Joan Hill’s Women’s Voices at the Council

Meet the Artists of Hearts of Our People: Native Women Artists

A painting of five figures and a small child talking to one another.

Joan Hill (Muskogee Creek and Cherokee), Women’s Voices at the Council, 1990, acrylic on canvas, Gift of the artist on behalf of the Governor’s Commission on the Status of Women, 1990, Oklahoma State Art Collection, courtesy of the Oklahoma Arts Council. © Joan Hill

Artist’s Language

Joan Hill, Nak Vhayv, Vietnam horre hayhoyofvn (1965–75), vhayetv vlicecvtes. Nak vhayat hokte, hoktuce, hoktvk mvnette tis essikv socet vhayetos.
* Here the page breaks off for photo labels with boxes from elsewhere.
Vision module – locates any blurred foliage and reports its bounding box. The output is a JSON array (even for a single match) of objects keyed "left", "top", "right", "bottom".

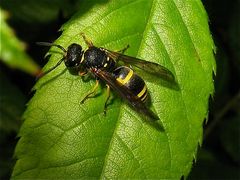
[
  {"left": 0, "top": 9, "right": 40, "bottom": 75},
  {"left": 0, "top": 0, "right": 240, "bottom": 179}
]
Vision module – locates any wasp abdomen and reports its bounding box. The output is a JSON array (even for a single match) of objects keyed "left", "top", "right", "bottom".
[
  {"left": 113, "top": 66, "right": 148, "bottom": 102},
  {"left": 84, "top": 46, "right": 115, "bottom": 71}
]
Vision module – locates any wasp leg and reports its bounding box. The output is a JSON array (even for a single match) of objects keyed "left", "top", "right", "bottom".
[
  {"left": 103, "top": 85, "right": 110, "bottom": 115},
  {"left": 80, "top": 32, "right": 93, "bottom": 47},
  {"left": 81, "top": 79, "right": 99, "bottom": 104}
]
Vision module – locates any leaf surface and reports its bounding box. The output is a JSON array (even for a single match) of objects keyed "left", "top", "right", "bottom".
[
  {"left": 13, "top": 0, "right": 215, "bottom": 179},
  {"left": 0, "top": 9, "right": 39, "bottom": 75}
]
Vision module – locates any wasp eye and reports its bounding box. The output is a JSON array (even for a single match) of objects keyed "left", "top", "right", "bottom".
[{"left": 65, "top": 43, "right": 83, "bottom": 67}]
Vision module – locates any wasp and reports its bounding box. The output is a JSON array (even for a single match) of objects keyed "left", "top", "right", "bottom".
[{"left": 38, "top": 33, "right": 174, "bottom": 120}]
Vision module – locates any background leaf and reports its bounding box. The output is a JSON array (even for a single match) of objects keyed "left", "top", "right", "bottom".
[
  {"left": 0, "top": 9, "right": 39, "bottom": 75},
  {"left": 13, "top": 0, "right": 215, "bottom": 178}
]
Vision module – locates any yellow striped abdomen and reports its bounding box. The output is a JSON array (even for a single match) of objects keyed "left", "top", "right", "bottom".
[{"left": 113, "top": 66, "right": 148, "bottom": 102}]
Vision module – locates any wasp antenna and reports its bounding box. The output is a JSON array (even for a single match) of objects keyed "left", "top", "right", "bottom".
[
  {"left": 37, "top": 57, "right": 65, "bottom": 79},
  {"left": 36, "top": 42, "right": 67, "bottom": 53}
]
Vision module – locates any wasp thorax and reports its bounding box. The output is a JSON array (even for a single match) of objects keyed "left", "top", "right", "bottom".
[{"left": 65, "top": 43, "right": 83, "bottom": 67}]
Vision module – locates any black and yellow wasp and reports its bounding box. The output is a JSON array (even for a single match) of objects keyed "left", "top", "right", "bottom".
[{"left": 38, "top": 33, "right": 174, "bottom": 120}]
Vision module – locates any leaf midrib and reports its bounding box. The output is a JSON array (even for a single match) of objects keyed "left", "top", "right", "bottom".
[{"left": 100, "top": 0, "right": 155, "bottom": 179}]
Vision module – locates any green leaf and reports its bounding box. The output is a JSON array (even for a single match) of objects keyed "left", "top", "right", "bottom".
[
  {"left": 0, "top": 9, "right": 40, "bottom": 75},
  {"left": 12, "top": 0, "right": 215, "bottom": 179},
  {"left": 0, "top": 71, "right": 26, "bottom": 133},
  {"left": 0, "top": 71, "right": 26, "bottom": 179}
]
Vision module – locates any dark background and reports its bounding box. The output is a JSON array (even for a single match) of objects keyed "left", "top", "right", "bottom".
[{"left": 0, "top": 0, "right": 240, "bottom": 179}]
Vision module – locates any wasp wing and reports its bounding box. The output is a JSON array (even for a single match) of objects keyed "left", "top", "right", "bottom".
[
  {"left": 95, "top": 70, "right": 159, "bottom": 120},
  {"left": 103, "top": 48, "right": 175, "bottom": 83}
]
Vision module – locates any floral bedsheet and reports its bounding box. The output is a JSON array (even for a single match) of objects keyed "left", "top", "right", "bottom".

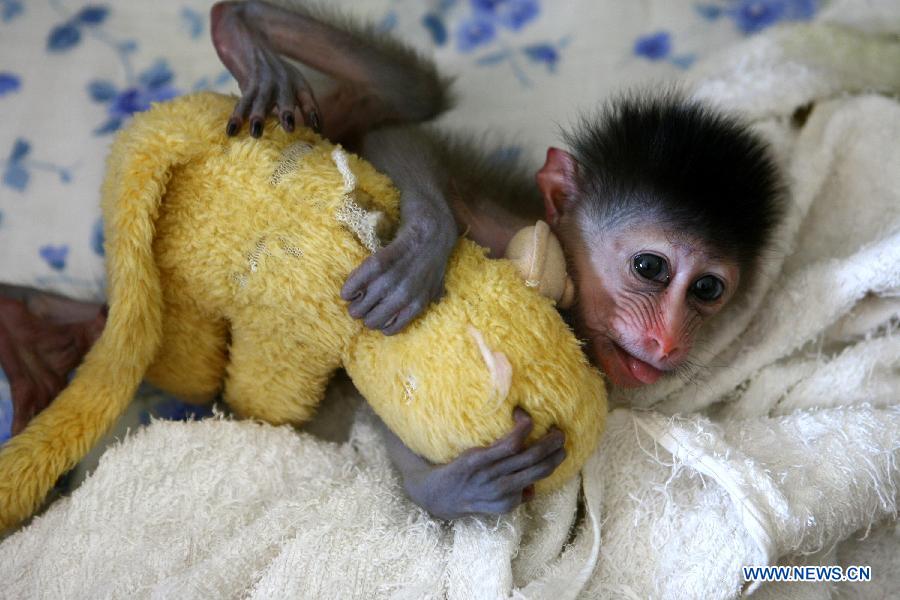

Hoktvke enyekcetv eteropoten herkv mon horre hayaketiyetos. Nak vhayv accvke herakat vhahices. Lucv sopvnkv ele svwvnayaken ahayes. Mvskokvlke/Cvlakkvlke sem vkerkv mon emmahakv tiyosen vhayetos. Cokv-yopv hvtken essiyat herkv vrakvtos. Motvkv poloksen cate essiyat horre vlakenomat vrakvtos.


Women’s Voices at the Council, part of a series that Joan Hill began in 1971 during the Vietnam War (1965–75), depicts multiple generations of Native women and the power they hold to decide between war and peace. Hill focuses attention on essential elements of women’s regalia including turtle shell leggings, and she presents Muskogee/Cherokee cultural aesthetics, symbols, and meanings. She juxtaposes the white background, a Cherokee symbol of peace, with a red disk, possibly symbolizing a threat of war.